It's a holiday in the US today, so we're flipping back through the archives to remember a classic WTF. These colors don't run, because they'll trip over their own shoelaces. Original. --Remy

Andy's company develops solutions for "Industrial" handheld devices. To make deployment and updates easier, they each run a thin client so only the server is different from project to project. This client was written by a long-gone employee in the early nineties, and had barely changed since because it "just worked". Updating it was discouraged for fear of breaking backward-compatibility.

Andy's new project was the first chance he'd had to use it, so he asked a colleague if there was some code that could be used to interface with it. What Andy received was essentially a giant method which responded to the client by cycling through a switch-statement to decide what to paint next based on the current state of the client. Andy took the initiative to create a library for making servers for these things a bit less spaghetti-like, and to encourage this new-fangled concept of code-reuse.

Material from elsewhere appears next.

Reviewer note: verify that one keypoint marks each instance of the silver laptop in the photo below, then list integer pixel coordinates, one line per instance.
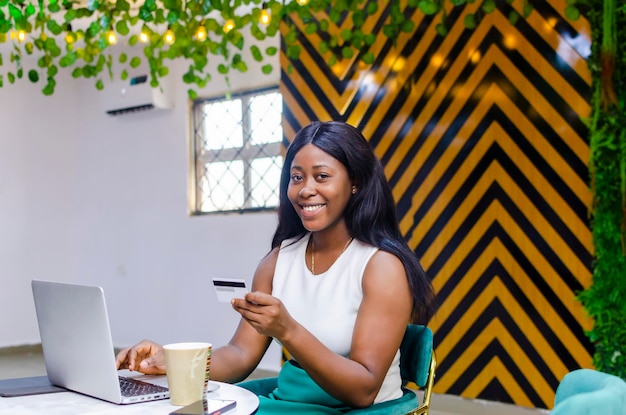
(77, 345)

Another long-gone employee had written a fairly usable set of methods for interacting with it. A lot of these methods had a color parameter of type String, which was in turn sent directly to the client as a part of the command sequence. To get a hint of what this String should contain, Andy looked up some calling code and found that there was also a method which converted a standard .Net Color to a String the client would understand. Unfortunately, it looked like this:

private string translateColor(Color color) {
  if(color == System.Drawing.Color.Black) {
     return "&H0&";
  } else if(color == System.Drawing.Color.Lime) {
     return "&HFF00&";
  } else if(color == System.Drawing.Color.Red) {
     return "&HFF&";
  } else if(color == System.Drawing.Color.Yellow) {
     return "&HFFFF&";
  } else if(color == System.Drawing.Color.Orange) {
     return "&H80C0FF";
  } else if(color == System.Drawing.Color.Blue) {
     return "&HFF0000";
  } else if(color == System.Drawing.Color.LightGray) {
     return "&H808080";
  } else if(color == System.Drawing.Color.DarkGray) {
     return "&HC0C0C0";
  } else if(color == System.Drawing.Color.White) {
     return "16777215";
  } else {
     //Error - using white
     return "16777215";
  }
}

Since Andy was a diligent engineer and wanted to do things properly, he thought that there must be a way to make this more clever, and spent a good hour trying to automatically convert generic Colors into what the accepted formats seemed to be. Unfortunately none of it was understood by the client. Combining the RGB values into one integer seemed promising, but it turned out to only work for white.

Annoyed, Andy spelunked through SVN for the client, found it and looked up the code which converts the String back:

Public Shared Function GetColor(ByVal strColor As String) As Color
   Select Case strColor
      Case "&H0&"
         Return Color.Black
      Case "0"
         Return Color.Black 'color
      Case "&HFF00&"
         Return Color.Lime
      Case "65280"
         Return Color.Lime
      Case "&HFF&"
         Return Color.Red
      Case "255"
         Return Color.Red
      Case "&H8000000F"
         Return Color.LightGray
      Case "&H808080"
         Return Color.LightGray
      Case "-2147483633"
         Return Color.LightGray
      Case "&H80000005"
         Return Color.White
      Case "16777215"
         Return Color.White
      Case "&HFF0000"
         Return Color.Blue
      Case "16711680"
         Return Color.Blue
      Case "&H80C0FF"
         Return Color.Orange
      Case "65535"
         Return Color.Orange 'bright yellow
      Case "&HC0C0C0"
         Return Color.DarkGray
      Case "&HFFFF&"
         Return Color.Yellow
      Case Else
         Return Color.Purple 'error
   End Select
End Function

Andy pondered all the places from which this was called, and decided to move on.